Comparison of algorithms shortcomings with PC-SVM model

S. No Algorithms Shortcoming
1 AdaBoost This algorithm is affected by outliers and not effective in predicting the errors but SVM is free from outliers and effective in predicting the software defects [7]
2 CART It has poor modeling with linear data while SVM can work with both linear as well as non-linear datasets [7]
3 KNN It has a high rate of classification in comparison with SVM [7]
4 Neural Network It works good with large datasets and taking time in training the datasets while our model has small datasets for that PC-SVM is better [7]
5 Chao Genetic It has difficulty in providing the optimal solution while PC can provide [7]
6 EM model It also does not guarantee in providing the optimal solution but our model PC-SVM can give [7]

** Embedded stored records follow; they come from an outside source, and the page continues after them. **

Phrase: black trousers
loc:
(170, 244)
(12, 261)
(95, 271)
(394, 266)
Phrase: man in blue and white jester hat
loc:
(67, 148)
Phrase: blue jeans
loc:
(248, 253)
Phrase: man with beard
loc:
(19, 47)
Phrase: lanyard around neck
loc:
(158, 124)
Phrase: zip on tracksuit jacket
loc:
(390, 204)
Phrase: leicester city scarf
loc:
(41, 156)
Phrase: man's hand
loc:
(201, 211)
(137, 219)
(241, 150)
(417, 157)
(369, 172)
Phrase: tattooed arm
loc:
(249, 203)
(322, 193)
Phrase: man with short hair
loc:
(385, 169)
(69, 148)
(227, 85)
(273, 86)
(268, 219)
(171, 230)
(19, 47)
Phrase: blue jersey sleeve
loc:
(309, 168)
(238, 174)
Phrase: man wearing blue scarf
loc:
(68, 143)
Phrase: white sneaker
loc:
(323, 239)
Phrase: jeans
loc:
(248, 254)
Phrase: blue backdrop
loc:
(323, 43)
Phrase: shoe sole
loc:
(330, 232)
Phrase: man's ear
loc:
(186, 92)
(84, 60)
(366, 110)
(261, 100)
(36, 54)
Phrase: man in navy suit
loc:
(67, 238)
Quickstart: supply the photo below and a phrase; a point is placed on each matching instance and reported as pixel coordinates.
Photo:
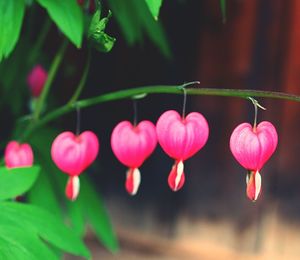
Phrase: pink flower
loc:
(252, 148)
(36, 80)
(72, 155)
(181, 138)
(132, 145)
(18, 155)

Apart from this, in medical level IoT devices the sensitive data are communicated through an unsecured network. Various ML algorithms are using to block the cyberattack as Swarna Priya [29] has used the DNN hybrid model block cybersecurity attacks and intrusion detection in medical-related Internet of Medical Things (IoMT) devices but DNN has limitations of low performance with the noisy data and it requires a high amount of data that works on the large set of data while SVM it is free from the effect of outliers. According to Bhardwaj et al. [30] for blocking cybersecurity attack, the smart contracts decentralized applications the penetrating testing framework is used which can reduce the attacks. Bhattacharya [31] has also said in their manuscript that intrusion detection can be done by a hybrid of PCA-Firefly algorithm that uses for dimensionality reduction for network security. From the above-mentioned algorithms the hybridization with PCA can result more efficient.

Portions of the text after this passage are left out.